The formats accepted are based on the ISO-8601 duration format
PnDTnHnMn.nS
with days considered to be exactly 24 hours, e.g"PT20.345S" -- parses as "20.345 seconds"
"PT15M" -- parses as "15 minutes" (where a minute is 60 seconds)
"PT10H" -- parses as "10 hours" (where an hour is 3600 seconds)
"P2D" -- parses as "2 days" (where a day is 24 hours or 86400 seconds)
"P2DT3H4M" -- parses as "2 days, 3 hours and 4 minutes"
enabled
If publishing is enabled. Default is
true
.
numThreads
The number of threads to use with the scheduler. The default is 2 threads.
connectTimeout
The connection timeout for requests to the backend. The default is 1 second.
readTimeout
The read timeout for requests to the backend. The default is 10 seconds.
batchSize
The number of measurements per request to use for the backend. If more measurements are found, then multiple requests will be made. The default is 10,000.
InfluxDB
InfluxDB must be configured to at least provide a userName
and password
. InfluxDB also supports a number of other configuration options.
<config xmlns="urn:com.cohga.server.config#1.0"
xmlns:influx="urn:com.cohga.server.metric.influxdb#1.0">
<influx:config>
<userName>INCLUDE_YOUR_USERNAME_KEY_HERE</enabled>
<password>INCLUDE_YOUR_PASSWORD_KEY_HERE</password>
</influx:config>
</config>
Other configuration options:
db
The db to send metrics to. Defaults to "mydb".
consistency
Sets the write consistency for each point. The Influx default is 'one'. Must be one of 'any', 'one', 'quorum', or 'all'. Only available for InfluxEnterprise clusters.
retentionPolicy
Influx writes to the DEFAULT retention policy if one is not specified.
retentionDuration
Time period for which influx should retain data in the current database (e.g. 2h, 52w).
retentionReplicationFactor
How many copies of the data are stored in the cluster. Must be 1 for a single node instance.
retentionShardDuration
The time range covered by a shard group (e.g. 2h, 52w).
uri
The URI for the Influx backend. The default is
http://localhost:8086
compressed
if metrics publish batches should be GZIP compressed, default is
true
.
autoCreateDb
if Micrometer should check if
db
exists before attempting to publish metrics to it, creating it if it does not exist.
step
The step size (reporting frequency) to use. The default is 1 minute.
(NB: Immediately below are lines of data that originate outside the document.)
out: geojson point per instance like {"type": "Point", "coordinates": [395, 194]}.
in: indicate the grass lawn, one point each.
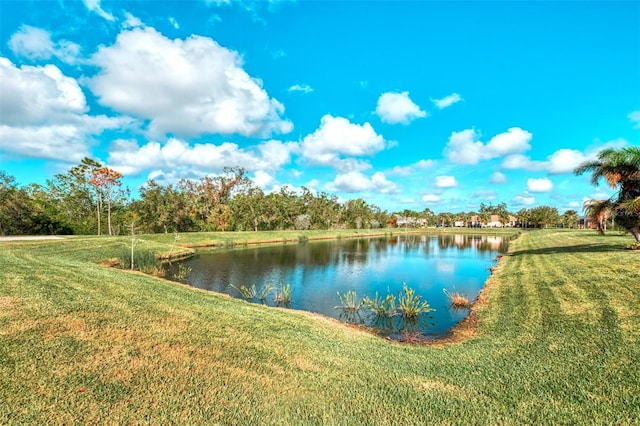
{"type": "Point", "coordinates": [557, 342]}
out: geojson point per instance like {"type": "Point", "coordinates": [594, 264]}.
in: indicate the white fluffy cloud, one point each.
{"type": "Point", "coordinates": [411, 169]}
{"type": "Point", "coordinates": [129, 158]}
{"type": "Point", "coordinates": [446, 182]}
{"type": "Point", "coordinates": [447, 101]}
{"type": "Point", "coordinates": [304, 88]}
{"type": "Point", "coordinates": [520, 161]}
{"type": "Point", "coordinates": [635, 119]}
{"type": "Point", "coordinates": [498, 178]}
{"type": "Point", "coordinates": [562, 161]}
{"type": "Point", "coordinates": [430, 198]}
{"type": "Point", "coordinates": [465, 147]}
{"type": "Point", "coordinates": [338, 137]}
{"type": "Point", "coordinates": [396, 108]}
{"type": "Point", "coordinates": [357, 182]}
{"type": "Point", "coordinates": [36, 44]}
{"type": "Point", "coordinates": [43, 114]}
{"type": "Point", "coordinates": [38, 95]}
{"type": "Point", "coordinates": [152, 77]}
{"type": "Point", "coordinates": [539, 185]}
{"type": "Point", "coordinates": [523, 200]}
{"type": "Point", "coordinates": [94, 6]}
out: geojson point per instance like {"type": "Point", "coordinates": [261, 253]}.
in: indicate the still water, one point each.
{"type": "Point", "coordinates": [317, 271]}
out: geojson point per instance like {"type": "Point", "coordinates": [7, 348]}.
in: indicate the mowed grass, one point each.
{"type": "Point", "coordinates": [557, 342]}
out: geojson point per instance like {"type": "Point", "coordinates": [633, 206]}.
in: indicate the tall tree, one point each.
{"type": "Point", "coordinates": [107, 183]}
{"type": "Point", "coordinates": [621, 170]}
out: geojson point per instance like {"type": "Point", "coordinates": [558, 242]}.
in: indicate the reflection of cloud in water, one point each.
{"type": "Point", "coordinates": [445, 267]}
{"type": "Point", "coordinates": [494, 242]}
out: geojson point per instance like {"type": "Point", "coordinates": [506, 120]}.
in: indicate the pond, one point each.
{"type": "Point", "coordinates": [315, 272]}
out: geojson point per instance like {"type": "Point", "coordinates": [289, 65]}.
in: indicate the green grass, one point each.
{"type": "Point", "coordinates": [557, 342]}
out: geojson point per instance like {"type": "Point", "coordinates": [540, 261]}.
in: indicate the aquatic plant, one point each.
{"type": "Point", "coordinates": [182, 272]}
{"type": "Point", "coordinates": [410, 304]}
{"type": "Point", "coordinates": [457, 299]}
{"type": "Point", "coordinates": [350, 305]}
{"type": "Point", "coordinates": [264, 292]}
{"type": "Point", "coordinates": [247, 292]}
{"type": "Point", "coordinates": [382, 307]}
{"type": "Point", "coordinates": [283, 295]}
{"type": "Point", "coordinates": [349, 301]}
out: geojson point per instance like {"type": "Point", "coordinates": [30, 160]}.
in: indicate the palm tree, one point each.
{"type": "Point", "coordinates": [621, 170]}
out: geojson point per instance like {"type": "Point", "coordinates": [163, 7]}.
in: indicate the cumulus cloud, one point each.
{"type": "Point", "coordinates": [262, 179]}
{"type": "Point", "coordinates": [304, 88]}
{"type": "Point", "coordinates": [396, 108]}
{"type": "Point", "coordinates": [337, 137]}
{"type": "Point", "coordinates": [174, 22]}
{"type": "Point", "coordinates": [357, 182]}
{"type": "Point", "coordinates": [523, 200]}
{"type": "Point", "coordinates": [129, 158]}
{"type": "Point", "coordinates": [94, 6]}
{"type": "Point", "coordinates": [36, 44]}
{"type": "Point", "coordinates": [447, 101]}
{"type": "Point", "coordinates": [465, 147]}
{"type": "Point", "coordinates": [446, 182]}
{"type": "Point", "coordinates": [562, 161]}
{"type": "Point", "coordinates": [635, 119]}
{"type": "Point", "coordinates": [539, 185]}
{"type": "Point", "coordinates": [430, 198]}
{"type": "Point", "coordinates": [488, 195]}
{"type": "Point", "coordinates": [412, 168]}
{"type": "Point", "coordinates": [498, 178]}
{"type": "Point", "coordinates": [43, 114]}
{"type": "Point", "coordinates": [131, 21]}
{"type": "Point", "coordinates": [153, 77]}
{"type": "Point", "coordinates": [520, 161]}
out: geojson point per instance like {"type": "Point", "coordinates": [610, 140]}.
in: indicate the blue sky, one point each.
{"type": "Point", "coordinates": [417, 104]}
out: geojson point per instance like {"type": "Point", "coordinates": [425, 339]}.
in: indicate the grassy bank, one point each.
{"type": "Point", "coordinates": [558, 341]}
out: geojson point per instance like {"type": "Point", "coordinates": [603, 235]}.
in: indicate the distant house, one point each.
{"type": "Point", "coordinates": [405, 222]}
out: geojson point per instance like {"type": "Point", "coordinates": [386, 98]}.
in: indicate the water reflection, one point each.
{"type": "Point", "coordinates": [317, 271]}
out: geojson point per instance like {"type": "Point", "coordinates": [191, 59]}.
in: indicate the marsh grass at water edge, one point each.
{"type": "Point", "coordinates": [557, 342]}
{"type": "Point", "coordinates": [316, 272]}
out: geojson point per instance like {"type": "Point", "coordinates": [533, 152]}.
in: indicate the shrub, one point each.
{"type": "Point", "coordinates": [458, 300]}
{"type": "Point", "coordinates": [410, 305]}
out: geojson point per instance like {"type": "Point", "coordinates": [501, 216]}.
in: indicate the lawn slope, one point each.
{"type": "Point", "coordinates": [558, 341]}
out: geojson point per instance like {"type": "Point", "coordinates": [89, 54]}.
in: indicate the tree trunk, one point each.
{"type": "Point", "coordinates": [98, 209]}
{"type": "Point", "coordinates": [109, 216]}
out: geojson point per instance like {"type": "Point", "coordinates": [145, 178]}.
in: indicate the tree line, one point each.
{"type": "Point", "coordinates": [90, 199]}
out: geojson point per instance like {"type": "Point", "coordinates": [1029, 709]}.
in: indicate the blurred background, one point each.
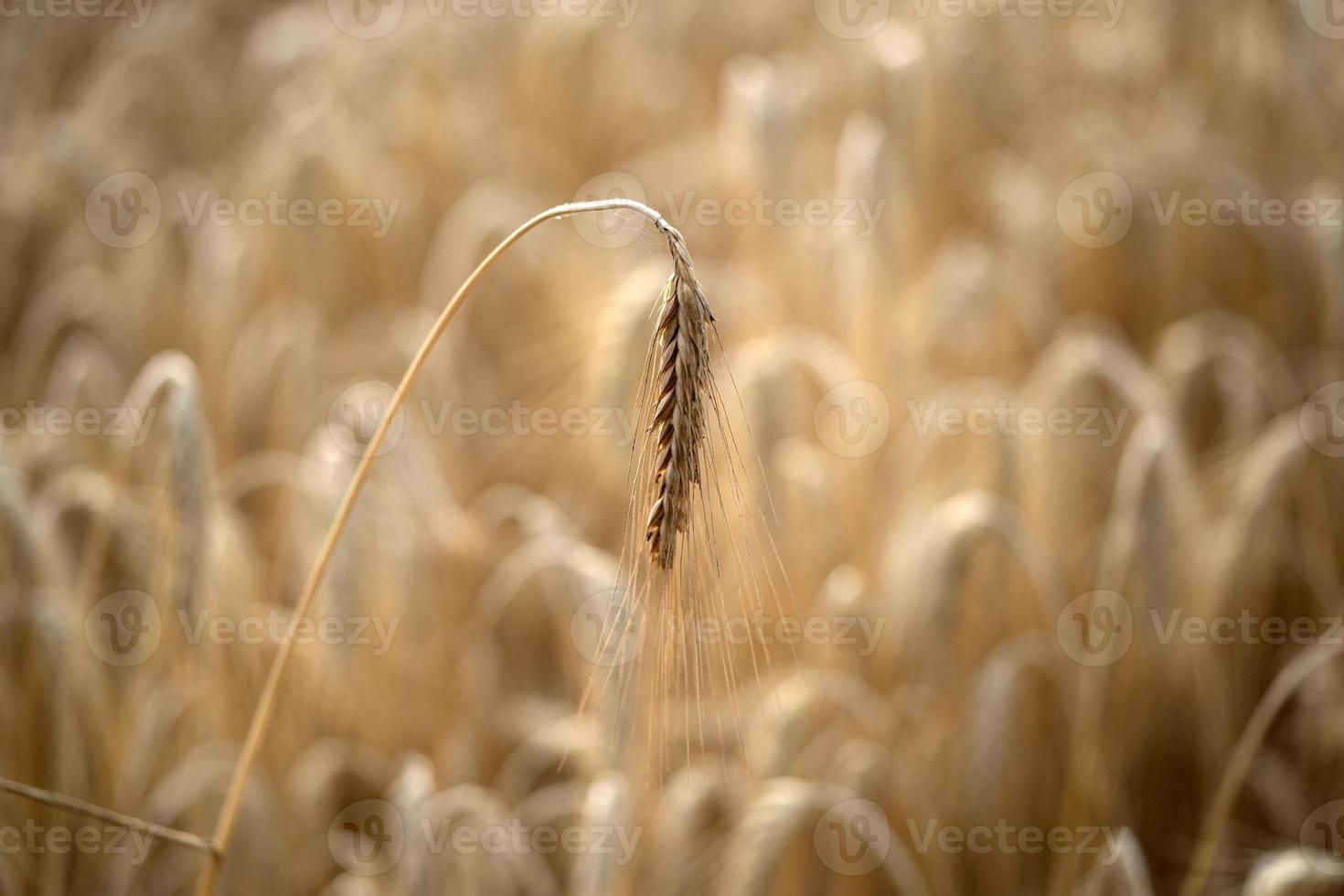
{"type": "Point", "coordinates": [1034, 312]}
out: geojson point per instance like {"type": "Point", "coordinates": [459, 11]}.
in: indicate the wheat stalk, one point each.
{"type": "Point", "coordinates": [1281, 689]}
{"type": "Point", "coordinates": [683, 314]}
{"type": "Point", "coordinates": [682, 383]}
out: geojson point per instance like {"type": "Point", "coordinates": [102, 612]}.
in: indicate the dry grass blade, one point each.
{"type": "Point", "coordinates": [91, 810]}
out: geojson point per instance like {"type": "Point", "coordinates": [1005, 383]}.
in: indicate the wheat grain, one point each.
{"type": "Point", "coordinates": [679, 415]}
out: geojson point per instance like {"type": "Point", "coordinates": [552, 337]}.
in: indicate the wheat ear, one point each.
{"type": "Point", "coordinates": [683, 309]}
{"type": "Point", "coordinates": [682, 384]}
{"type": "Point", "coordinates": [1284, 686]}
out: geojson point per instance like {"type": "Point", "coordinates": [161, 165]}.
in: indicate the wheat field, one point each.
{"type": "Point", "coordinates": [914, 466]}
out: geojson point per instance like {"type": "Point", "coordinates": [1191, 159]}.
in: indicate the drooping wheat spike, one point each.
{"type": "Point", "coordinates": [682, 389]}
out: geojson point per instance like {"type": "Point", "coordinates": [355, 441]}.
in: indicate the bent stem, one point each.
{"type": "Point", "coordinates": [266, 706]}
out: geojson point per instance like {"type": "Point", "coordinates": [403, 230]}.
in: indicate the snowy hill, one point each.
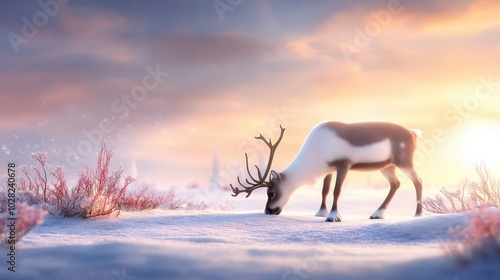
{"type": "Point", "coordinates": [241, 245]}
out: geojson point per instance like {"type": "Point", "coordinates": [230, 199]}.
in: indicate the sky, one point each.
{"type": "Point", "coordinates": [176, 87]}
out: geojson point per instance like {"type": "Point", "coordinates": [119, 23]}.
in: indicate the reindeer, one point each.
{"type": "Point", "coordinates": [340, 147]}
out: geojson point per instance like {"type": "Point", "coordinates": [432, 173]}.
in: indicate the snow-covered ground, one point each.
{"type": "Point", "coordinates": [244, 244]}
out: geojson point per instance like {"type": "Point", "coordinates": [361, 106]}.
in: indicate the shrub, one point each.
{"type": "Point", "coordinates": [27, 218]}
{"type": "Point", "coordinates": [471, 194]}
{"type": "Point", "coordinates": [144, 198]}
{"type": "Point", "coordinates": [99, 191]}
{"type": "Point", "coordinates": [479, 239]}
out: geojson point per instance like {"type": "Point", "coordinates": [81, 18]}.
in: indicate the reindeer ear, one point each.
{"type": "Point", "coordinates": [275, 176]}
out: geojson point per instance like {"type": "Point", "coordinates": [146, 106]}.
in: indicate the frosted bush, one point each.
{"type": "Point", "coordinates": [480, 238]}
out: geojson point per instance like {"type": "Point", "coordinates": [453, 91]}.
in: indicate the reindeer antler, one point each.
{"type": "Point", "coordinates": [260, 181]}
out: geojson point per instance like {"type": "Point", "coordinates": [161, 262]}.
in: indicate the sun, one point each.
{"type": "Point", "coordinates": [481, 142]}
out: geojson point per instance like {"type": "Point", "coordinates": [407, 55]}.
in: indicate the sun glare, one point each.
{"type": "Point", "coordinates": [481, 142]}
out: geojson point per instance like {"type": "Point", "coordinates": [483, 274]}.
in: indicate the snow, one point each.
{"type": "Point", "coordinates": [161, 244]}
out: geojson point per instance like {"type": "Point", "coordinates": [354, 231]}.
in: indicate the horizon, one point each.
{"type": "Point", "coordinates": [176, 86]}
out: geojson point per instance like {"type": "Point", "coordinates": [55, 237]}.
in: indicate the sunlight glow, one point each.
{"type": "Point", "coordinates": [481, 141]}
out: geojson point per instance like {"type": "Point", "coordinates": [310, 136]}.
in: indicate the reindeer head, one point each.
{"type": "Point", "coordinates": [276, 198]}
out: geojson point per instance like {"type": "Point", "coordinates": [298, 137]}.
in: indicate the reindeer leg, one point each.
{"type": "Point", "coordinates": [342, 169]}
{"type": "Point", "coordinates": [417, 182]}
{"type": "Point", "coordinates": [390, 174]}
{"type": "Point", "coordinates": [322, 212]}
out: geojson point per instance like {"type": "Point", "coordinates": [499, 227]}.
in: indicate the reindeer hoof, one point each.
{"type": "Point", "coordinates": [379, 214]}
{"type": "Point", "coordinates": [334, 216]}
{"type": "Point", "coordinates": [322, 212]}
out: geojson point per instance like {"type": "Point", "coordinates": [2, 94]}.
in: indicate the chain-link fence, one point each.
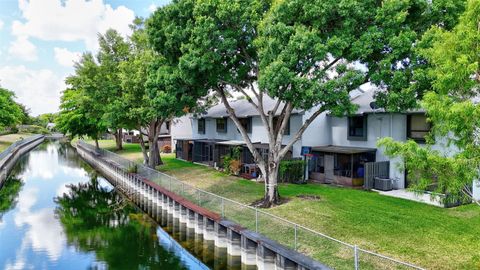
{"type": "Point", "coordinates": [328, 250]}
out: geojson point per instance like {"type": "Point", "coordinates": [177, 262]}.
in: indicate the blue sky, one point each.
{"type": "Point", "coordinates": [41, 39]}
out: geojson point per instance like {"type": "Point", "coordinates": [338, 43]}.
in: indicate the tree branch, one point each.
{"type": "Point", "coordinates": [331, 64]}
{"type": "Point", "coordinates": [243, 132]}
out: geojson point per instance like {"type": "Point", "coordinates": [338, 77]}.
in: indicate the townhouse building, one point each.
{"type": "Point", "coordinates": [339, 150]}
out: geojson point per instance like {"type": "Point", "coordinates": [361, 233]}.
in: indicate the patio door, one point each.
{"type": "Point", "coordinates": [329, 166]}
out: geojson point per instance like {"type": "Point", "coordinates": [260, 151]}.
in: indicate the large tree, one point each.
{"type": "Point", "coordinates": [142, 115]}
{"type": "Point", "coordinates": [308, 55]}
{"type": "Point", "coordinates": [168, 92]}
{"type": "Point", "coordinates": [452, 106]}
{"type": "Point", "coordinates": [11, 112]}
{"type": "Point", "coordinates": [114, 50]}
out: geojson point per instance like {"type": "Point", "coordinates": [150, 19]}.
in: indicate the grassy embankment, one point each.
{"type": "Point", "coordinates": [7, 140]}
{"type": "Point", "coordinates": [425, 235]}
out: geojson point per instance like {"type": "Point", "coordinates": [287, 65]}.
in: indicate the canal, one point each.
{"type": "Point", "coordinates": [56, 212]}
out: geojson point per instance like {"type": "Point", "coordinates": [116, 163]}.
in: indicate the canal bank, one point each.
{"type": "Point", "coordinates": [10, 156]}
{"type": "Point", "coordinates": [249, 248]}
{"type": "Point", "coordinates": [56, 212]}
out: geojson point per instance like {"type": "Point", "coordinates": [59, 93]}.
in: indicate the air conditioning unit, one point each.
{"type": "Point", "coordinates": [384, 184]}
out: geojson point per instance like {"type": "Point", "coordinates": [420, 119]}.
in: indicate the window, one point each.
{"type": "Point", "coordinates": [247, 124]}
{"type": "Point", "coordinates": [287, 128]}
{"type": "Point", "coordinates": [201, 126]}
{"type": "Point", "coordinates": [417, 127]}
{"type": "Point", "coordinates": [222, 125]}
{"type": "Point", "coordinates": [357, 128]}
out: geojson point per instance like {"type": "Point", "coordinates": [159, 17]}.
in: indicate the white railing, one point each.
{"type": "Point", "coordinates": [326, 249]}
The formats accepted are based on the ISO-8601 duration format
PnDTnHnMn.nS
with days considered to be exactly 24 hours, e.g"PT20.345S" -- parses as "20.345 seconds"
"PT15M" -- parses as "15 minutes" (where a minute is 60 seconds)
"PT10H" -- parses as "10 hours" (where an hour is 3600 seconds)
"P2D" -- parses as "2 days" (where a day is 24 hours or 86400 seconds)
"P2DT3H4M" -- parses as "2 days, 3 hours and 4 minutes"
enabled
If publishing is enabled. Default is
true
.
numThreads
The number of threads to use with the scheduler. The default is 2 threads.
connectTimeout
The connection timeout for requests to the backend. The default is 1 second.
readTimeout
The read timeout for requests to the backend. The default is 10 seconds.
batchSize
The number of measurements per request to use for the backend. If more measurements are found, then multiple requests will be made. The default is 10,000.